4.3.7 PGI Compilation example

Contact

1. Introduction

PARADOX Cluster at the Scientific Computing Laboratory of Institute of Physics Belgrade consists of 106 compute nodes (2 x 8 core Sandy Bridge Xeon 2.6GHz processors with 32GB of RAM + NVIDIA® TeslaM2090) interconnected by the QDR InfiniBand network.

IMG_2368 Panorama_IMG_2368 Panorama_b_2.jpg

Picture 1. PARADOX Cluster

2. System configuration

2.1. Hardware description

PARADOX is an HP Proliant SL250s based cluster with the following components:

Operating system:

The operating system on PARADOX cluster is Scientific Linux 6.4.

2.2. Filesystems

There is one Lustre file system on PARADOX which is mounted on /home. It is shared between worker nodes and used both for long term storage and cluster job submission. This file system has directories /home/<USERNAME> created for each user.

Additionally, there is another local file system available on each worker node: /scratch. This file system should be used only for temporary storage of running jobs (each compute node has 500GB local hard disk).

3. System Access

From your local machine within IPB computer network, you need to use the ssh command to access login node of the PARADOX Cluster - paradox.ipb.ac.rs.

$ ssh username@paradox.ipb.ac.rs

If you need a graphical environment you have to use the -X option:

$ ssh username@paradox.ipb.ac.rs -X

Secure copy (scp) can be used to transfer data to or from paradox.ipb.ac.rs. This node is used for preparing, submitting jobs to the batch system and some lightweight testing but not for the long running computations. To logout from paradox.ipb.ac.rs, you can use the Ctrl-d command, or exit.

If accessing PARADOX cluster from outside of IPB computer network, you need first to log in to the user interface machine ui.ipb.ac.rs, and then proceed to log in to the login node - paradox.ipb.ac.rs.

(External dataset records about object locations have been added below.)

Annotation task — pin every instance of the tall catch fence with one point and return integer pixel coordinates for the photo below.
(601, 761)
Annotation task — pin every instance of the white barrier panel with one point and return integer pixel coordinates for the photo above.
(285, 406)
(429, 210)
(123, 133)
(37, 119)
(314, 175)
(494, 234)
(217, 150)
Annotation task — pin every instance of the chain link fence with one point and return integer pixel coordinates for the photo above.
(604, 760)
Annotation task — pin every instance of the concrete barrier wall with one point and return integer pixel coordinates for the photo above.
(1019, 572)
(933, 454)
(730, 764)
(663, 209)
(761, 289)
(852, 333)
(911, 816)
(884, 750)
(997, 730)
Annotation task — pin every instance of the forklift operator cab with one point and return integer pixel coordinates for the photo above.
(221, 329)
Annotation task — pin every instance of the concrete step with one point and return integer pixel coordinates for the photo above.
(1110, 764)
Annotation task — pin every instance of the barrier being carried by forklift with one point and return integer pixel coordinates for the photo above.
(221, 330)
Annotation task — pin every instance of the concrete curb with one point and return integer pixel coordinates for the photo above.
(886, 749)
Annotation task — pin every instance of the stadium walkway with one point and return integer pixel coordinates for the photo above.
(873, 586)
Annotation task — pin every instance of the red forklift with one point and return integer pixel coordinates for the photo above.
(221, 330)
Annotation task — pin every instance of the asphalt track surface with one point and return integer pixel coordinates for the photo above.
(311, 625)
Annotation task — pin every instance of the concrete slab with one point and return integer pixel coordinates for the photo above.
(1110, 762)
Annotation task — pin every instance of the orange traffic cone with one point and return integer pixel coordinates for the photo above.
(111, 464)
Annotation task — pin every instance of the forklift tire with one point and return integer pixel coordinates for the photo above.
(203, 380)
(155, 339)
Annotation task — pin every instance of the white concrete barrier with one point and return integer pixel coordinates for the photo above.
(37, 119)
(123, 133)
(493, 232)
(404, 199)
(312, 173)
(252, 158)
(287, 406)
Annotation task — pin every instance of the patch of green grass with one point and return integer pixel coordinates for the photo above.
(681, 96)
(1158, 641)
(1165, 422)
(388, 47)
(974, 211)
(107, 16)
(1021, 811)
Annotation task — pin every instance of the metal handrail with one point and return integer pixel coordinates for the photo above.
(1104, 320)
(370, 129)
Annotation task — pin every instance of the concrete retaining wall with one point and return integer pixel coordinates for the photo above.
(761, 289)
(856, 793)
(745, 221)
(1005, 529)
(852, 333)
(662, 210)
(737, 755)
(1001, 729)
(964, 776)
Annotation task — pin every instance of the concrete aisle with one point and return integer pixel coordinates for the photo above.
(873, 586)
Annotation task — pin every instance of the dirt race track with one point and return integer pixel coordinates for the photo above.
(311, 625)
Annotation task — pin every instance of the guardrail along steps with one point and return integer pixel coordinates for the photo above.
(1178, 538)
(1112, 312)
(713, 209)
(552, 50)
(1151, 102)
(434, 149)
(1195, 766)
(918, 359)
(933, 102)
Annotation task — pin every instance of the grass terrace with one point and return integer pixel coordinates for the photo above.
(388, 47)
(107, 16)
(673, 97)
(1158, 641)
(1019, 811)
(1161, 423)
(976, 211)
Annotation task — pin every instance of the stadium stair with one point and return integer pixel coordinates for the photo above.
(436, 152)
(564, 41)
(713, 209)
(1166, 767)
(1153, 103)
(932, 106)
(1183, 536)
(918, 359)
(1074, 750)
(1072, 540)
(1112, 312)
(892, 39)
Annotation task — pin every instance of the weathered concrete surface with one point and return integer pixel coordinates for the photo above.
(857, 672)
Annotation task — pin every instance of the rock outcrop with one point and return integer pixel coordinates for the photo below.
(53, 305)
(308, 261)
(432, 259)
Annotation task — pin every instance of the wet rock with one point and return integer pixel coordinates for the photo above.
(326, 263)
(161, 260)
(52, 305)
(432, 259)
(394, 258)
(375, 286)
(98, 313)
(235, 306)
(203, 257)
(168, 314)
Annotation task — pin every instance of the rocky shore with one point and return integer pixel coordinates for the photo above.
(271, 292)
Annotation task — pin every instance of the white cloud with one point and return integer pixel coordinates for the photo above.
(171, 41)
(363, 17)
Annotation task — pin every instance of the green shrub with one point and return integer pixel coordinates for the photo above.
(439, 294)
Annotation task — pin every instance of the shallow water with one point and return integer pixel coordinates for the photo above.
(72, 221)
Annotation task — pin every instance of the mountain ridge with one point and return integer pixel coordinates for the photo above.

4. User environment and programming

4.1. Environment Modules

Paradox cluster uses Environment Modules[1] to set up user environment variables for various development, debugging and profiling scenarios. The modules are divided into applications, environment, compilers, libraries and tools categories.

Available modules can be listed with following command:

$ module avail

The list of currently loaded modules can be brought up by tying:

$ module list

Each module can be loaded by executing:

$ module load module_name

Specific modules can be unloaded by calling:

$ module unload module_name

All modules can be unloaded by executing:

$ module purge

The following modules are available:

4.1.1. PRACE Common Production Environment (PCPE)

Provides a working environment which has, at least as much as possible, a uniform interface from the user point of view, especially to access to the various software required to build and execute the applications on the available platforms - both Tier-0 and Tier-1 PRACE sites.

4.2. Batch system and jobs submission

Job submissions, resources allocations and the jobs launching over the cluster are managed by the batch system (torque+maui scheduler). From paradox.ipb.ac.rs jobs can be submitted using the command qsub.

To submit a batch job, you first have to write a shell script which contains:

Then your job can be launched by submitting this script to batch system. The job will enter into a batch queue and, when resources are available, job will be launched over allocated nodes. Batch system provides monitoring of all submitted jobs.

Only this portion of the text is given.